In New South Wales, a policy to reduce the c-section rate and increase the “normal” birth rate has been unsuccessful, with c-section rates remaining fairly static. According to the Herald article, there has even been an increase in the number of women having induced labour and forceps deliveries. More women “are having major haemorrhages after they give birth.”

One obstetrician, Professor Hans Dietz, argues that the “increasing push towards natural birth is having the unintended consequence that more women are having longer, more difficult labours”. He says:

“In the past it was two to three hours of unsuccessful pushing before obstetricians intervened, now it may be six. It has the advantage that some women will push their baby out, but the risk that some will be left with a post-partum haemorrhage.”

The article goes on:

“He estimates that for every 10 caesareans prevented, it is likely that four additional tears to a woman’s levator muscle – which holds the pelvic organs and bowel in place – occur, and four additional sphincter tears.”

Dietz is also sceptical about the oft-cited dangers of caesareans:

“In my entire clinical life, how many women with major later life health problems due to caesarean have I ever seen? I can’t remember a single one. How many after forceps will I see? Several a week, at least 100 a year, maybe 200 a year,” he says.

So, is the drive to push down the caesarean rate misguided?

The short answer is: I don’t know. I suspect that nobody else does either. The Herald article demonstrates that people who work in maternity services have vastly differing views on the subject.
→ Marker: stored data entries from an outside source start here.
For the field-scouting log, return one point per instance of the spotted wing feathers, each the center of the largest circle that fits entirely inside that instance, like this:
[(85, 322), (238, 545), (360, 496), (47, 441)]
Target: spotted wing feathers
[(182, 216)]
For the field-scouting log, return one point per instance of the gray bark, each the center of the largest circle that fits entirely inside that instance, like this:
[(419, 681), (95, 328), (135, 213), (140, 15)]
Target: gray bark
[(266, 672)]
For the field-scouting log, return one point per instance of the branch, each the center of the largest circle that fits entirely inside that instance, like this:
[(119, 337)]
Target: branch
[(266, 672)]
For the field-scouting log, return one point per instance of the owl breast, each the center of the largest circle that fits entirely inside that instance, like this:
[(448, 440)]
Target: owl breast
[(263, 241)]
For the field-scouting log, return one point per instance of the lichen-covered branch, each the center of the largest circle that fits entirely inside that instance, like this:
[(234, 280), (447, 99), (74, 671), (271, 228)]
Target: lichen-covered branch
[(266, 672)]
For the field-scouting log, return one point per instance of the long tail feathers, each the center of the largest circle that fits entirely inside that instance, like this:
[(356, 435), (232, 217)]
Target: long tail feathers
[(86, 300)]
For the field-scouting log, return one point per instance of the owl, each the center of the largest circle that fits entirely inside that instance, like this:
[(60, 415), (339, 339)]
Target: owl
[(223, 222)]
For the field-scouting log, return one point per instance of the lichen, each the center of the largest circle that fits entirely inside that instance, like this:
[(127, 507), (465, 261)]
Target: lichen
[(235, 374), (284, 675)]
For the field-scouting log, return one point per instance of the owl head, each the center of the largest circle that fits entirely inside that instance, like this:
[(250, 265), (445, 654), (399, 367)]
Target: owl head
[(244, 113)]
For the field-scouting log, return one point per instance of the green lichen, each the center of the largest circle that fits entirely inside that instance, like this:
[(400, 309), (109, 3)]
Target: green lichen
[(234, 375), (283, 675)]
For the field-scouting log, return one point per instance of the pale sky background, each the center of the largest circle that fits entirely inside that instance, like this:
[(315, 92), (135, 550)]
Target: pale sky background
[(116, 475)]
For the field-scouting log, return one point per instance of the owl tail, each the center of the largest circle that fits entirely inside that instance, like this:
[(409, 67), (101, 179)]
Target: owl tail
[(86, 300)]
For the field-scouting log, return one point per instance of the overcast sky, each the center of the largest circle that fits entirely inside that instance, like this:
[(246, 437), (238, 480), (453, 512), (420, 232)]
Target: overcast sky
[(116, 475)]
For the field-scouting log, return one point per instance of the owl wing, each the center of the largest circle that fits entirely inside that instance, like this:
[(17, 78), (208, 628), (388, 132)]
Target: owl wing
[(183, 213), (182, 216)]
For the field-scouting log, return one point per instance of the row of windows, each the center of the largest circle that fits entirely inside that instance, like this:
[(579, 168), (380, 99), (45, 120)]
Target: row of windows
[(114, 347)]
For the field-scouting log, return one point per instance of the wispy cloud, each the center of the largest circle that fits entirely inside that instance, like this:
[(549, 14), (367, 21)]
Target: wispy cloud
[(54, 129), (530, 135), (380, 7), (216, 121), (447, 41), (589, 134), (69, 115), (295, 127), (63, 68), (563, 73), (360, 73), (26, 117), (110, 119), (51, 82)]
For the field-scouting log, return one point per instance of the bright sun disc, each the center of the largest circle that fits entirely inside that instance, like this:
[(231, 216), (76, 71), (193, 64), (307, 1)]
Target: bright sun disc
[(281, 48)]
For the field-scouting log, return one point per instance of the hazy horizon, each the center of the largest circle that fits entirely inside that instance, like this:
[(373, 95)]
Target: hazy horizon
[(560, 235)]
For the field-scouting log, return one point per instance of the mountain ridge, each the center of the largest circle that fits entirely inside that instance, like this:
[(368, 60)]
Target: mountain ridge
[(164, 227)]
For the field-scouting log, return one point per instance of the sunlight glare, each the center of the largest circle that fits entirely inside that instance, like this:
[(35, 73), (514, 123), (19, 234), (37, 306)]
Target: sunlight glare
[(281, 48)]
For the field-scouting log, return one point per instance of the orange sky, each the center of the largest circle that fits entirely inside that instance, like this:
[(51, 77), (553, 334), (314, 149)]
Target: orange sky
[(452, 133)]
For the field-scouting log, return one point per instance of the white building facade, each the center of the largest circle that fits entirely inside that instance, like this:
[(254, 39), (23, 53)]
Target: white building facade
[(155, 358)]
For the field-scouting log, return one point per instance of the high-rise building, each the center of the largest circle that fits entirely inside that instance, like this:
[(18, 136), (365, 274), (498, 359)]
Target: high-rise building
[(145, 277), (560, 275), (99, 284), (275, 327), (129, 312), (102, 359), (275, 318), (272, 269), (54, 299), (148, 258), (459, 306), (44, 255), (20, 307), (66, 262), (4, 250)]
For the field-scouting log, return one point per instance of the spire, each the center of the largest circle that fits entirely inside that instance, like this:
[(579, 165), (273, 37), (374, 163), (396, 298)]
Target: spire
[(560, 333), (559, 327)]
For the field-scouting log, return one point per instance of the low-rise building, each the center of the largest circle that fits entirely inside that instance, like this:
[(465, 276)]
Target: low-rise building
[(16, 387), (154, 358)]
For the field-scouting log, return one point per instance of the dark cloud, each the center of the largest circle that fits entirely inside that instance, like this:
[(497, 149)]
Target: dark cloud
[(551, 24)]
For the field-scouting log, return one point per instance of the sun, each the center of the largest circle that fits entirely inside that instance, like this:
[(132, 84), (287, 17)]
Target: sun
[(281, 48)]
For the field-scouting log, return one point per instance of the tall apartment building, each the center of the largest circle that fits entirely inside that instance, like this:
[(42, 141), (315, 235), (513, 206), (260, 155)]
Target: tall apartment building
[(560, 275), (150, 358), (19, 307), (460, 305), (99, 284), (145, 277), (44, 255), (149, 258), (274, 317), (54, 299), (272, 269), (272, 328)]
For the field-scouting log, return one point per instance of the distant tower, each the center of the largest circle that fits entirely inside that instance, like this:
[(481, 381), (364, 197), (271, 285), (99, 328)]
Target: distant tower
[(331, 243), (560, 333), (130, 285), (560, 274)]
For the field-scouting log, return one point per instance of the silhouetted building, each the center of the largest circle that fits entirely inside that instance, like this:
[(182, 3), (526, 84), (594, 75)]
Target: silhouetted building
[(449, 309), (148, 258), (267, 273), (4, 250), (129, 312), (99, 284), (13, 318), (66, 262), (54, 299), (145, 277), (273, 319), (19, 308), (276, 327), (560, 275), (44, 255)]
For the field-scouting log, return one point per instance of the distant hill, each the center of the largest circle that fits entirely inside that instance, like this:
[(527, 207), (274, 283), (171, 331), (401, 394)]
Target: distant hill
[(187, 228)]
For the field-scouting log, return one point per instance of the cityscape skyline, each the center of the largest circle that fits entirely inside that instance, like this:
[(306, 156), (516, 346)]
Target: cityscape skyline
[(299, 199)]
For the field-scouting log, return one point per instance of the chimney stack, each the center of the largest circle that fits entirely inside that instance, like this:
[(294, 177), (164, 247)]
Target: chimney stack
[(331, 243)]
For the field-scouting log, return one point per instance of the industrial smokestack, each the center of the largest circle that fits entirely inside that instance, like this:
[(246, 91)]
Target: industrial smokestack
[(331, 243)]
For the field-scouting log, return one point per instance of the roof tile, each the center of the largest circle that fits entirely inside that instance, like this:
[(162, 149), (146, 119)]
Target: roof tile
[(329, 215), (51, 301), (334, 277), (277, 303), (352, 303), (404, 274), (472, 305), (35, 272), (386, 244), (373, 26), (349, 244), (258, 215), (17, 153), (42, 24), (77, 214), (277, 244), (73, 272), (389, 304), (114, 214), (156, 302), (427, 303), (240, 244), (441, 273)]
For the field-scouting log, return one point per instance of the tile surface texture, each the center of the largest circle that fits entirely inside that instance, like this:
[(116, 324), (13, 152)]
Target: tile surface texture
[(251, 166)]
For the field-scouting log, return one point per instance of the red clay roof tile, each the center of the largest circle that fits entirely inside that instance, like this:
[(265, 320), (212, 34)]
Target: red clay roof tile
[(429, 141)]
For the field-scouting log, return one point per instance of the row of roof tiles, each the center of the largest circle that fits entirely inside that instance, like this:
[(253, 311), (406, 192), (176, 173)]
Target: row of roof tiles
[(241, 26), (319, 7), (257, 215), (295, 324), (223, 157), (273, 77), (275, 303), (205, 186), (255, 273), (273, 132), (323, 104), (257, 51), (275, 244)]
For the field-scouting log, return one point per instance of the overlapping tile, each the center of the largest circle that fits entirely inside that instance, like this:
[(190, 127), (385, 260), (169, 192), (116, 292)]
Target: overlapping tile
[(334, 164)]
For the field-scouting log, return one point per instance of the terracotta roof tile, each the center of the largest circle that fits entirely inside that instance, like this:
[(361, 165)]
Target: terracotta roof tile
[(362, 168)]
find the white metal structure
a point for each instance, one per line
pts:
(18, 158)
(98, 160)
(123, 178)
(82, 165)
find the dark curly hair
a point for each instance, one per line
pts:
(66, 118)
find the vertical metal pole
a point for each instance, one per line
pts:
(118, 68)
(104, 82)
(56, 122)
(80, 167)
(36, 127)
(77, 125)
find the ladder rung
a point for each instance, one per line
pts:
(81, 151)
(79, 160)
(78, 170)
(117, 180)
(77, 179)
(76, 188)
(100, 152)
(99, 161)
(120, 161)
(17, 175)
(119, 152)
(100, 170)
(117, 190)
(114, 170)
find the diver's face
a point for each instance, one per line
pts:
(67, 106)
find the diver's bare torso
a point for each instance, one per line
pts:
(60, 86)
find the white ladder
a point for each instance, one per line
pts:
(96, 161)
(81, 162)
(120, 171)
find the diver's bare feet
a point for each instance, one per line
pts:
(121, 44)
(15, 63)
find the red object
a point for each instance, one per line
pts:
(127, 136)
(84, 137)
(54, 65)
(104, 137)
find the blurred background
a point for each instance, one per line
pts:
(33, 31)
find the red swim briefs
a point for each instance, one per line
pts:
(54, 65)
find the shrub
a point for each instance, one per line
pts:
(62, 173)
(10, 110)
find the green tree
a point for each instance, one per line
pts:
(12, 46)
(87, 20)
For women, it’s bewildering. Few, I imagine, are delighted at the prospect of surgery to deliver their baby; but even fewer want what Dietz describes as the potential consequences of a difficult vaginal birth: “urinary and fecal incontinence, prolapse, sexual dysfunction, years or decades later.”
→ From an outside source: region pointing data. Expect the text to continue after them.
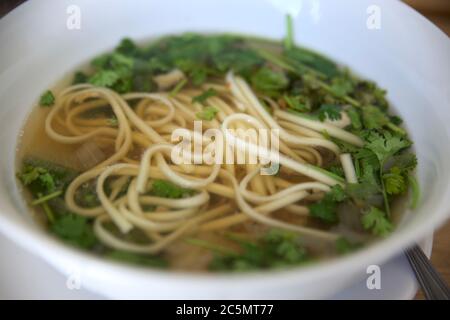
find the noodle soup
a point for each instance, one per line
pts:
(96, 157)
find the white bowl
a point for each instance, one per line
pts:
(408, 55)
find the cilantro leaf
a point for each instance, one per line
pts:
(325, 210)
(274, 250)
(394, 181)
(297, 103)
(39, 176)
(75, 229)
(341, 86)
(104, 78)
(138, 259)
(355, 118)
(47, 99)
(344, 246)
(329, 111)
(208, 113)
(376, 221)
(268, 81)
(166, 189)
(374, 118)
(386, 145)
(202, 98)
(80, 77)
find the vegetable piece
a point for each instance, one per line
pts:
(289, 39)
(208, 113)
(74, 229)
(355, 118)
(138, 259)
(415, 191)
(47, 99)
(374, 118)
(297, 103)
(345, 246)
(274, 250)
(329, 111)
(104, 78)
(326, 209)
(376, 221)
(386, 145)
(394, 181)
(205, 95)
(268, 81)
(166, 189)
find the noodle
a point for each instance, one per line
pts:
(146, 125)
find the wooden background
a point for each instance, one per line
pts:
(438, 11)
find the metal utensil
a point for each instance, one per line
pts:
(431, 282)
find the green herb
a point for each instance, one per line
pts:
(386, 145)
(47, 99)
(274, 250)
(345, 246)
(268, 81)
(178, 87)
(46, 198)
(329, 111)
(104, 78)
(74, 229)
(39, 176)
(376, 221)
(289, 39)
(374, 118)
(205, 95)
(80, 77)
(355, 118)
(325, 209)
(415, 191)
(394, 181)
(297, 103)
(208, 113)
(138, 259)
(166, 189)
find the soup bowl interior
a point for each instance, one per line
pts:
(407, 55)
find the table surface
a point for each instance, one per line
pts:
(437, 11)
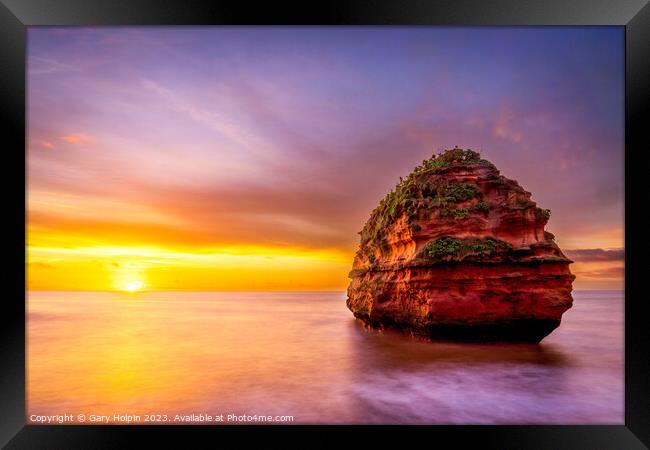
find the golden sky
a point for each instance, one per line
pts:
(248, 159)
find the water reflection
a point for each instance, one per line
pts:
(303, 354)
(389, 348)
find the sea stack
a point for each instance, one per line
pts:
(457, 251)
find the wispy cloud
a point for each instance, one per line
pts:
(76, 138)
(596, 254)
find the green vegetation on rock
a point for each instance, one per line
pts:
(482, 206)
(415, 193)
(452, 248)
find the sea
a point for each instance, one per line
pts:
(301, 358)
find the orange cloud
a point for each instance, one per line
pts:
(44, 144)
(76, 138)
What we need is more data: why caesareans are performed; the health consequences for women (and their babies) who deliver this way; whether reducing the caesarean rate results in better outcomes for women and their babies; the particular factors that lead to an assisted delivery; the physical and mental health consequences for women and their babies who have an assisted delivery; the correlation between factors such as age, weight and social class and method of birth.

Until we have that data, women will continue to be the unwitting victims of an argument that rages between professionals without coming to a satisfactory conclusion.